Medical or geriatric parole—Many states have adopted medical or geriatric parole policies that allow the release of older, terminally ill, or incapacitated inmates who meet certain requirements. Because of the high cost of incarcerating older prisoners with chronic or terminal illnesses, granting medical or geriatric parole when appropriate can achieve notable savings, even if the state retains financial responsibility for parolees’ health care costs outside prison.

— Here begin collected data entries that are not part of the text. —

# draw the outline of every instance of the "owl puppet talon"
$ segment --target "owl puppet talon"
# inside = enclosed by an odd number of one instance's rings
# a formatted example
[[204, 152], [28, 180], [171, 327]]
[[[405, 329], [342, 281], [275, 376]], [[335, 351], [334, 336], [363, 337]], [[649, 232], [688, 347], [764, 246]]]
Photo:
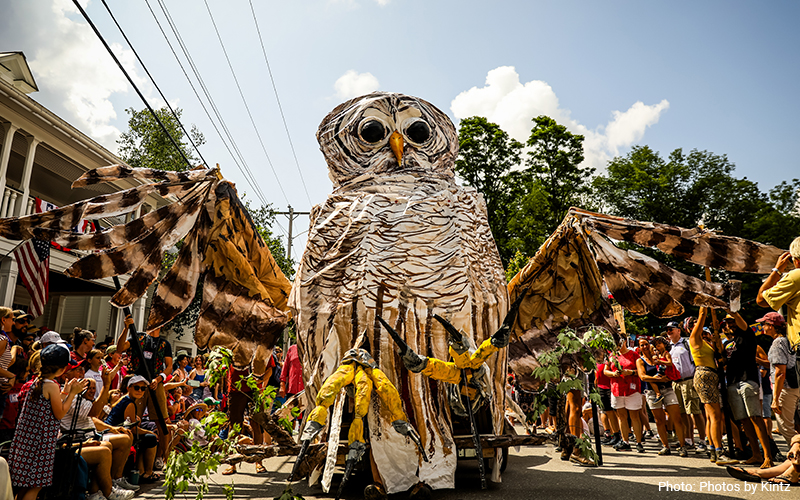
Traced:
[[516, 321], [517, 313], [519, 312], [519, 305], [522, 303], [522, 299], [525, 298], [525, 292], [527, 291], [528, 289], [526, 288], [519, 293], [517, 300], [515, 300], [508, 309], [508, 314], [506, 314], [503, 324], [494, 332], [494, 335], [492, 335], [492, 345], [498, 349], [508, 346], [508, 342], [511, 340], [511, 329], [514, 327], [514, 321]]
[[322, 432], [323, 427], [324, 426], [319, 422], [309, 420], [306, 424], [306, 428], [303, 429], [303, 434], [300, 436], [300, 441], [313, 441], [314, 438], [319, 436], [319, 433]]
[[347, 483], [347, 480], [353, 473], [353, 469], [359, 460], [361, 460], [361, 457], [364, 456], [364, 452], [366, 451], [367, 445], [361, 441], [353, 441], [350, 443], [350, 451], [347, 452], [347, 458], [344, 461], [344, 477], [342, 478], [342, 482], [339, 483], [339, 491], [336, 493], [336, 500], [339, 500], [339, 498], [342, 496], [345, 483]]
[[394, 328], [389, 326], [389, 324], [386, 321], [384, 321], [384, 319], [381, 318], [380, 316], [378, 316], [377, 318], [378, 321], [381, 322], [383, 327], [386, 328], [386, 331], [389, 332], [389, 335], [391, 335], [392, 339], [394, 339], [397, 346], [400, 348], [400, 359], [403, 360], [403, 364], [405, 365], [406, 369], [414, 373], [419, 373], [422, 370], [424, 370], [425, 367], [428, 366], [428, 358], [414, 352], [413, 349], [408, 347], [406, 341], [403, 340], [396, 331], [394, 331]]
[[417, 445], [417, 449], [419, 450], [419, 454], [422, 455], [422, 459], [426, 462], [428, 461], [428, 456], [425, 455], [425, 448], [422, 446], [422, 438], [419, 437], [417, 430], [411, 427], [411, 424], [405, 420], [395, 420], [392, 422], [392, 427], [394, 427], [394, 430], [398, 433], [414, 441], [414, 444]]
[[322, 429], [325, 426], [320, 424], [319, 422], [315, 422], [313, 420], [309, 420], [306, 424], [306, 428], [303, 429], [303, 434], [300, 436], [300, 442], [302, 445], [300, 446], [300, 453], [297, 454], [297, 459], [294, 461], [294, 466], [292, 467], [292, 473], [289, 474], [289, 482], [294, 481], [295, 473], [297, 472], [298, 466], [303, 462], [303, 459], [306, 457], [306, 453], [308, 453], [308, 447], [311, 445], [311, 442], [314, 441], [314, 438], [319, 436], [319, 433], [322, 432]]
[[445, 331], [447, 332], [447, 343], [452, 347], [458, 354], [463, 354], [467, 352], [468, 346], [464, 342], [464, 334], [462, 334], [456, 327], [453, 326], [452, 323], [444, 319], [443, 317], [439, 316], [438, 314], [433, 315], [433, 319], [438, 321], [442, 324]]

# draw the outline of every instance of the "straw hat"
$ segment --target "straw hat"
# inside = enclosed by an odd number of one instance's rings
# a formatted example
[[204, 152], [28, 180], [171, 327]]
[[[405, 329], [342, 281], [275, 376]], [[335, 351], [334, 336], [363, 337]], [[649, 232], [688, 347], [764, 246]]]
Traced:
[[186, 417], [191, 417], [192, 416], [192, 412], [197, 410], [197, 409], [199, 409], [199, 408], [202, 408], [202, 410], [205, 411], [205, 412], [208, 411], [208, 405], [207, 404], [205, 404], [205, 403], [195, 403], [192, 406], [186, 408], [186, 412], [184, 413], [184, 415]]

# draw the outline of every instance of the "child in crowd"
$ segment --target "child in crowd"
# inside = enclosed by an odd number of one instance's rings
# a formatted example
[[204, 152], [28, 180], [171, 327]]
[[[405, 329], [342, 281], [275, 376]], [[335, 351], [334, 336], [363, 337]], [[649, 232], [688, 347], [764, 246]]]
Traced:
[[[669, 353], [671, 346], [666, 337], [656, 337], [651, 344], [653, 346], [653, 363], [658, 365], [658, 375], [666, 375], [672, 381], [680, 380], [680, 373], [675, 368], [675, 365], [672, 364], [672, 356]], [[657, 384], [650, 382], [649, 385], [651, 389], [657, 391]], [[658, 394], [657, 401], [660, 401], [662, 397], [661, 391], [657, 391], [656, 394]]]
[[186, 401], [183, 397], [183, 387], [173, 387], [167, 396], [167, 410], [173, 422], [180, 419], [186, 411]]
[[18, 500], [35, 500], [42, 488], [53, 483], [53, 466], [60, 420], [76, 394], [87, 383], [70, 380], [62, 394], [55, 379], [64, 373], [70, 353], [62, 345], [42, 349], [36, 378], [19, 392], [22, 410], [11, 443], [11, 481], [19, 488]]
[[22, 408], [22, 401], [19, 399], [19, 391], [28, 380], [28, 360], [19, 358], [8, 367], [8, 371], [14, 375], [9, 380], [11, 390], [0, 397], [5, 398], [5, 407], [2, 418], [0, 418], [0, 443], [7, 443], [14, 438], [14, 429], [17, 427], [17, 417]]

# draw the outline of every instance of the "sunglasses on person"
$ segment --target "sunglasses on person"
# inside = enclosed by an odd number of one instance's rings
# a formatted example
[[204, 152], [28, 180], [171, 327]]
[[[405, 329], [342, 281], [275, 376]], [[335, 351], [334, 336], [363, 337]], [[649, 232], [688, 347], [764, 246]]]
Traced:
[[143, 390], [147, 389], [147, 386], [146, 386], [146, 385], [132, 385], [131, 387], [132, 387], [134, 390], [137, 390], [137, 391], [143, 391]]

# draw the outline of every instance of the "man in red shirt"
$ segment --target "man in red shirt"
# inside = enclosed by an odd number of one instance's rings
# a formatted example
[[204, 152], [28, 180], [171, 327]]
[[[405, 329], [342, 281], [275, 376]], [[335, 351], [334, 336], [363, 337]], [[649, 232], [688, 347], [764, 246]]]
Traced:
[[281, 387], [278, 390], [278, 397], [289, 398], [303, 389], [305, 389], [303, 366], [300, 364], [297, 344], [295, 344], [286, 351], [286, 361], [284, 361], [283, 369], [281, 370]]

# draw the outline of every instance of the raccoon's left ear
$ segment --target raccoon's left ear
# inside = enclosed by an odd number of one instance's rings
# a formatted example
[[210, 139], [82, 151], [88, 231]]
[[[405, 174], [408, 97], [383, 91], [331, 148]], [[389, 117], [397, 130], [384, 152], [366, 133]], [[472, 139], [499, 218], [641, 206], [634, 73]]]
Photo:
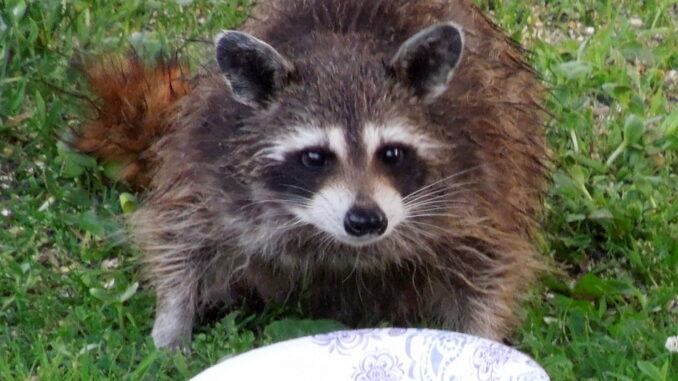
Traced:
[[389, 62], [396, 78], [425, 101], [447, 89], [464, 47], [461, 27], [453, 23], [433, 25], [405, 41]]
[[225, 30], [214, 43], [219, 68], [241, 103], [265, 106], [294, 70], [271, 45], [247, 33]]

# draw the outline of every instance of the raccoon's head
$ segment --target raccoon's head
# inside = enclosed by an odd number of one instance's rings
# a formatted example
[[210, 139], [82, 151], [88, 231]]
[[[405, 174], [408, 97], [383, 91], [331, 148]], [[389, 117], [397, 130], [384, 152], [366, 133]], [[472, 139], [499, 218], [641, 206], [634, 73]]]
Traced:
[[412, 201], [439, 180], [431, 168], [445, 144], [426, 128], [422, 105], [447, 89], [463, 38], [451, 23], [390, 53], [332, 38], [288, 59], [226, 31], [216, 39], [217, 62], [233, 97], [256, 110], [245, 123], [257, 136], [262, 199], [358, 247], [398, 231]]

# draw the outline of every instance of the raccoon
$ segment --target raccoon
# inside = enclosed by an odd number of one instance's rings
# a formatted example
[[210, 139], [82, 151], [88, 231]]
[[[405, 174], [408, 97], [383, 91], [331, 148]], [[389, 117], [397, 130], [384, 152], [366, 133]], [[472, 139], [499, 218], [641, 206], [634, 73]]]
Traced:
[[470, 0], [271, 0], [179, 62], [87, 68], [71, 140], [143, 190], [156, 346], [215, 304], [509, 337], [544, 268], [544, 88]]

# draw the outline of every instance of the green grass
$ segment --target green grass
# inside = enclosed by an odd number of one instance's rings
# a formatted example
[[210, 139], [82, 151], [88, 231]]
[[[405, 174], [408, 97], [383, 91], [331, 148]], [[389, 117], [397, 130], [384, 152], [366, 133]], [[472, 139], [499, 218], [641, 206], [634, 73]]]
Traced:
[[[555, 380], [675, 380], [676, 5], [478, 3], [552, 89], [543, 252], [561, 272], [535, 291], [518, 347]], [[185, 379], [281, 336], [270, 323], [290, 313], [270, 308], [202, 328], [190, 357], [155, 350], [137, 253], [110, 236], [128, 190], [57, 145], [82, 118], [62, 91], [82, 91], [75, 54], [181, 47], [237, 25], [246, 5], [0, 0], [0, 379]]]

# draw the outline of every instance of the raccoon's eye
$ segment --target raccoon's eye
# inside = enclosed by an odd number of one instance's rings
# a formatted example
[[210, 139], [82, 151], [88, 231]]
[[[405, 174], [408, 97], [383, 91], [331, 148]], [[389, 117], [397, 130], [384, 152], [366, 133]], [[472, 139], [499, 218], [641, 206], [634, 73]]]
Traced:
[[401, 146], [386, 146], [379, 151], [381, 161], [395, 167], [400, 165], [407, 155], [407, 148]]
[[309, 169], [324, 169], [332, 161], [332, 153], [323, 150], [308, 150], [300, 154], [301, 164]]

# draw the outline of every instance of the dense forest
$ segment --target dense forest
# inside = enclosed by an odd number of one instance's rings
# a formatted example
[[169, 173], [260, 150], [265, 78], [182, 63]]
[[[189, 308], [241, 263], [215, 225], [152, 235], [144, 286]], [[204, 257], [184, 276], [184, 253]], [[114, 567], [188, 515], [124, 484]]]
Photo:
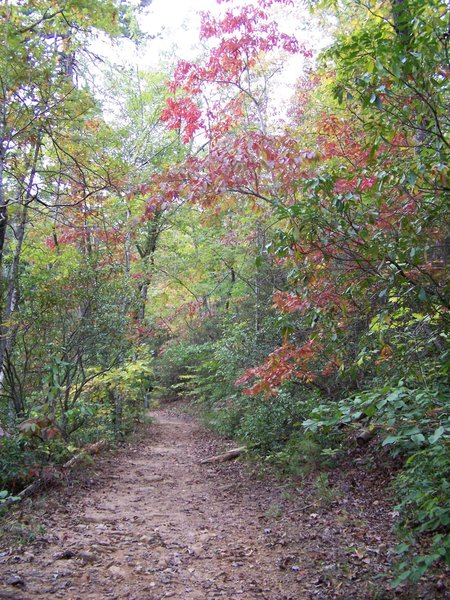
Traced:
[[196, 59], [117, 65], [149, 4], [0, 7], [0, 502], [189, 399], [286, 477], [390, 461], [418, 581], [450, 553], [449, 6], [222, 0]]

However, states have released relatively few such people because of narrow eligibility criteria, complicated applications, lengthy review processes, difficulty in assessing medical suitability, and a shortage of nursing home spaces for these inmates. Also, because many older and infirm prisoners were convicted of violent crimes or were sentenced under habitual-offender laws, opposition among policymakers and the public to the concept of medical or geriatric parole has proved to be another significant obstacle.
Correctional health care spending continues to pose a fiscal challenge for state lawmakers, though evidence indicates that spending peaked at the end of the last decade. These expenses may be higher in states where older inmates represent a relatively large proportion of the prison population. Moving forward, four strategies—telehealth, outsourcing care, Medicaid financing for eligible inmates, and appropriate use of medical or geriatric parole—among others, provide promising opportunities for states to save taxpayer dollars and to maintain or improve the quality of inmate care while protecting public safety.